En diciembre de 1989, una bomba de ETA destrozó las manos y la cara a un artificiero de la Policía Nacional. Su compañero, fuera de sí tras la explosión, descargó la tensión conmigo
Los desactivadores siempre me han parecido los mejores profesionales de las fuerzas de seguridad. Las cosas se nos van olvidando y hoy, por mucho que ... nos esforcemos, nos cuesta asumir lo jodido que llegaba a ser ese trabajo en las peores épocas del terrorismo de ETA, cuando se producían atentados casi a diario: si no era un paquete, era un coche bomba, y los artificieros estaban allí, en primera fila, arriesgando la vida y más de una vez perdiéndola. Era asombroso verlos trabajar, con aquella serenidad y aquel aplomo, y además eran unos tíos superagradables en el trato, una gente estupenda. Uno podría preguntarse por qué se metían en eso en vez de dedicarse a ocupaciones menos expuestas, pero se notaba que lo vivían y que, en cierto modo, disfrutaban de ese reto que les planteaba cada nuevo artefacto. Lo triste es que los malos siempre iban por delante y podían montar una trampa, como hicieron en Zorroza en mayo de 1989, cuando mataron a un artificiero de la Ertzaintza y dos del Cuerpo Nacional de Policía.
LUIS CALABOR
Yo me acuerdo a menudo de otra jornada de aquel mismo año, el 14 de diciembre de 1989, porque da una idea de lo que suponía aquella sangría cotidiana y también de lo que aquel tipo de vida, sujeto a tensiones extremas, puede hacer con un sistema nervioso.
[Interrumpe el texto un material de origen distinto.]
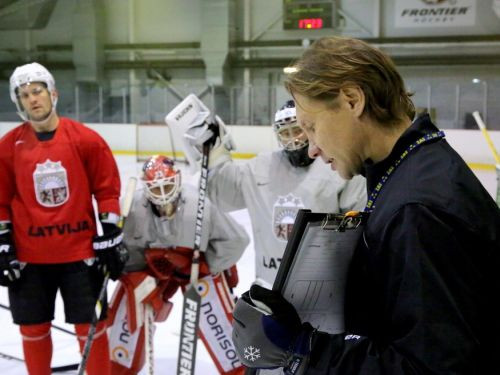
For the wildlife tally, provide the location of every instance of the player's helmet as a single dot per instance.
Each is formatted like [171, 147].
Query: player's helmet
[25, 75]
[290, 135]
[162, 180]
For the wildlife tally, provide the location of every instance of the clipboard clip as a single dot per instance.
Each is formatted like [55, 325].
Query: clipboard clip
[341, 222]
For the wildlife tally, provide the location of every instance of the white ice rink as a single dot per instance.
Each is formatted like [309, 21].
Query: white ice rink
[167, 333]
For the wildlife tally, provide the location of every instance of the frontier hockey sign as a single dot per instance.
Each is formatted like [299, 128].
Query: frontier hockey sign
[190, 320]
[429, 14]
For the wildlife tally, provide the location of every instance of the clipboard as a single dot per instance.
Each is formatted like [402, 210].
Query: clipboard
[313, 271]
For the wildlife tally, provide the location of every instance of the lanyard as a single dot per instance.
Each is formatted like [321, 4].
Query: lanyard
[370, 205]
Todo empezó cuando una llamada de ETA alertó a 'Egin' de la colocación de una bomba lapa, y el aviso pasó después a la DYA y la Policía. Era un vehículo de un funcionario del Gobierno Militar, hijo de un sargento del Ejército, que se lo había llevado de Bilbao hasta Leioa sin que el artefacto estallase. El coche, un 'Fiat Uno', se localizó en la Avenida Amaia de Leioa y la Policía Nacional acordonó la zona a eso de las nueve y media de la noche para que dos de sus desactivadores se pusiesen a ello.
Hoy en día, a nadie se le ocurriría trabajar así. Con un carro, a distancia, sí, pero no metiendo el morro debajo del coche. Eran otros tiempos y, a veces, los artificieros arriesgaban demasiado: eran muy buenos y siempre intentaban desactivar las bombas para después investigarlas, sacar huellas... Yo también llegué al lugar y me coloqué cerca, parapetado detrás de un vehículo: como me conocían, nadie me dijo nada. ¡Había trabajado con ellos en muchísimas ocasiones!
De pronto, el pepinazo. ¡Fue tremendo! Parte de la carrocería del coche me cayó al lado. Por un momento pensé que le habían puesto un cebo para hacer que la bomba explotase, pero vi cómo salían corriendo hacia allí los agentes del cordón y me di cuenta de lo que había pasado. Yo también me acerqué. Uno de los artificieros estaba en el suelo: la bomba le había alcanzado de lleno, cuando estaba agachado junto al coche, y le había destrozado las manos y la cara. Quedó con secuelas gravísimas para el resto de su vida. El otro, que había salido mejor parado, se levantó del suelo y me vio a mí, que llegaba el primero. El hombre estaba desquiciado, no sabía ni dónde estaba, y empezó a pegarme patadas y puñetazos. Me metió una buena colección de hostias. ¿Quién es capaz de ponerse en el lugar de aquel policía totalmente descolocado, que había estado a punto de perder la vida? No pude hacer más que un par de fotos.
Meses después, me encontré con él por Bilbao: seguía de baja, con problemas en los oídos, y se acercó para pedirme perdón casi llorando. Me dijo que en aquel momento no era consciente de nada. Yo le respondí que no pasaba nada, claro. Aquel día yo estaba donde no tenía que estar y por eso me llevé las hostias: me las llevé, me las quedé y la cosa no salió de allí. Igual que fui yo, habría podido ser uno de los suyos o una monja que hubiese pasado en aquel momento por allí.